My understanding so far is that all the talk here is about core/bridge BEHIND router/firewall with udp-proxy running on it. Not directly on core and/or bridge.

I cannot run udp-proxy-2020 without --no-listen on either side.

me@NUC:~$ sudo udp-proxy-2020 --port 9003 --interface wg0,lo --no-listen --level=debug --cache-ttl 500 -I wg0@172.31.30.2

I don’t have a way to replicate this config, but based on my experience with the standard Roon client on macOS/iOS, it’s pretty important that the VPN tunnel and udp-proxy-2020 are up and running before you start RoonBridge on the remote host.

Why are you routing packets on the loopback interface (lo)?

It was just an attempt. I have tried also: eno1,wg0 with no luck.
Logically it should be wg0 and lo0. I dont route any broadcast packets over eth interface on Raspberry. It is only for internet connection.
On the core side the eth iface serves my home LAN but this is not an issue here.

Mmm no. I have a setup that’s like yours. Roon core will send packets to the main interface (eno1) and you have to route them through the wireguard tunnel. So the interfaces in the configuration should be eno1,wg0. If you route them through the lo interface they will never reach the RPi. (Assuming I’ve understood correctly your setup).

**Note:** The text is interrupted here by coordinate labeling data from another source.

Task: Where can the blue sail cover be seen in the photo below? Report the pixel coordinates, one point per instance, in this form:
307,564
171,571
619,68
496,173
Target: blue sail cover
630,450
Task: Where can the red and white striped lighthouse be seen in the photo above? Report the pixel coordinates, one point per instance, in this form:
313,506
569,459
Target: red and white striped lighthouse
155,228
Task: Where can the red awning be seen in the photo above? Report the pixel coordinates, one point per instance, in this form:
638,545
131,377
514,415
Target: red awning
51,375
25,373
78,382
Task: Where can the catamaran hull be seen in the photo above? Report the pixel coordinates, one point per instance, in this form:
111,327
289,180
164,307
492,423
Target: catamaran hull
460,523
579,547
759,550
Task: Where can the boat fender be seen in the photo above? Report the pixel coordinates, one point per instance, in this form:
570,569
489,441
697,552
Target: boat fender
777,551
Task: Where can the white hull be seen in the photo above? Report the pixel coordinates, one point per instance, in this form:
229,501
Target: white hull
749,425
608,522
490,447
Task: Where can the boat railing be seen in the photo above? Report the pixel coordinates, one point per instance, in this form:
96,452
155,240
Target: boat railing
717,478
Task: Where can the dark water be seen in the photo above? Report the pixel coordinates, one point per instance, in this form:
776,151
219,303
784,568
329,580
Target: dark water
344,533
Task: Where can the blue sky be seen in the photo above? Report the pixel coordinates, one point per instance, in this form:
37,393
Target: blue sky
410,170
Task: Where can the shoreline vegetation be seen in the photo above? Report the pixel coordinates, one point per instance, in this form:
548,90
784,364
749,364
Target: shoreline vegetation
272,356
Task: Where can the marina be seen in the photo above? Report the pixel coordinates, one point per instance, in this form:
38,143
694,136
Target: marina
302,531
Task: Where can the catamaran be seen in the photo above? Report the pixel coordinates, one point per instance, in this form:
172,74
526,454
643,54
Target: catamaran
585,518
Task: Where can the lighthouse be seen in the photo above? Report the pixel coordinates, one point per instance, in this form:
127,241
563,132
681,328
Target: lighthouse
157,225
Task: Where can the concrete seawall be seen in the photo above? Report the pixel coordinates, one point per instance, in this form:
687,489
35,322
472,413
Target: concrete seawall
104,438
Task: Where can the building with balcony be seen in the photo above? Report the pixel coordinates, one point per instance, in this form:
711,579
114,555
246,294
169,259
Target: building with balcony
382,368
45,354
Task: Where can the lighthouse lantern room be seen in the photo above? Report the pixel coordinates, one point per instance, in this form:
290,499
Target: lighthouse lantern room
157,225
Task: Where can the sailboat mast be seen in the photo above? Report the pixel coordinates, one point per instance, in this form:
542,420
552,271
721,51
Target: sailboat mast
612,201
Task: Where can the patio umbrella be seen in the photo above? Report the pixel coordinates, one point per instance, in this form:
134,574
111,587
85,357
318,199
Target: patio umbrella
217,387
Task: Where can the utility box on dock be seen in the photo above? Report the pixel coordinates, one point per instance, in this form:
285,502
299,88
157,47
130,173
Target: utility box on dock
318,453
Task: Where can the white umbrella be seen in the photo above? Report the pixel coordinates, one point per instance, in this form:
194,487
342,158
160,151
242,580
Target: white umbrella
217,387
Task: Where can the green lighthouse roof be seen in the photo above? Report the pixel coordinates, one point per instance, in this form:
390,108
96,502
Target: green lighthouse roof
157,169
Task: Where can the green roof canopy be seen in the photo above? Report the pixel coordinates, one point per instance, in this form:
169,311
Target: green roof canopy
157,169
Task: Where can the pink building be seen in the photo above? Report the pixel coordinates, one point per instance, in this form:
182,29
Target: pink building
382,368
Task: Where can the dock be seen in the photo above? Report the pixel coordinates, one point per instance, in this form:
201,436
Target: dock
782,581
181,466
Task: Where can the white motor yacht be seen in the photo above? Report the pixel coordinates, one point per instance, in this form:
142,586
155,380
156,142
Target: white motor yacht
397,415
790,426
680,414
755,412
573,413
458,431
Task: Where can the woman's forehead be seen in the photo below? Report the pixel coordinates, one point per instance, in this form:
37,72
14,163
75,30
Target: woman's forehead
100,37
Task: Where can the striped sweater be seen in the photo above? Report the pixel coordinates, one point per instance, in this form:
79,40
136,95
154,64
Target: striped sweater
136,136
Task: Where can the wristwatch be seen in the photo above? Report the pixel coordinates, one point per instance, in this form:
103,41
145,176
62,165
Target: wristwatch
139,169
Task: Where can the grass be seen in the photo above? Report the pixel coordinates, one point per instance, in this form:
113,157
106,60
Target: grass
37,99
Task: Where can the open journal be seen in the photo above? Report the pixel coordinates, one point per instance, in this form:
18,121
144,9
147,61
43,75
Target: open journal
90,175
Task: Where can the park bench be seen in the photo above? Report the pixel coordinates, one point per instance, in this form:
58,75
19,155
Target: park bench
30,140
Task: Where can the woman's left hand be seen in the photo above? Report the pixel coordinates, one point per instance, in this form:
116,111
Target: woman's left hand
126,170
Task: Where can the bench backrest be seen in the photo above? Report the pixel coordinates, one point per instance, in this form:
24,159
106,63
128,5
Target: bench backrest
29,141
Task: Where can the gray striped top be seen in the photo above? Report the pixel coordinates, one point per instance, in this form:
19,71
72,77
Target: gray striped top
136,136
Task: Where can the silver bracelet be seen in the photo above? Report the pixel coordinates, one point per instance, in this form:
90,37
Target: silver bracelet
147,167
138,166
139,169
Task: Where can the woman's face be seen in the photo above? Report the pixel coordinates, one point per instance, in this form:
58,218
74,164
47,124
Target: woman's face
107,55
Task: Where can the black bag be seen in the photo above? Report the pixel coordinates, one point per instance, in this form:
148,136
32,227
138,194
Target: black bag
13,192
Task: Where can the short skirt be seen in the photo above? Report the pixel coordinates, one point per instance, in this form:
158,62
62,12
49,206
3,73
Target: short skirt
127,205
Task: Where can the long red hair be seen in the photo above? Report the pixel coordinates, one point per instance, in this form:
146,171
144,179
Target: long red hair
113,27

Meanwhile on your rpi wireguard config you should set as “AllowedIP” 0.0.0.0/0 if you want to route all the traffic (but you won’t have internet connection anymore, unless you reroute the traffic out in the server (nuc)), or “10.10.10.0/24” (Assuming, as an example 10.10.10.10/24 to be the iprange of your wireguard network.)

Just a heads up: Roon 2.0 / ARC is here and it seems to work great :slight_smile: Security aware people can use something like Tailscale, OpenVPN, etc to avoid opening up your Roon core to the world via UPnP. I highly recommend Tailscale. :slight_smile:

That said, until Roon supports remote access for macOS/Windows clients, I still plan on supporting udp-proxy-2020.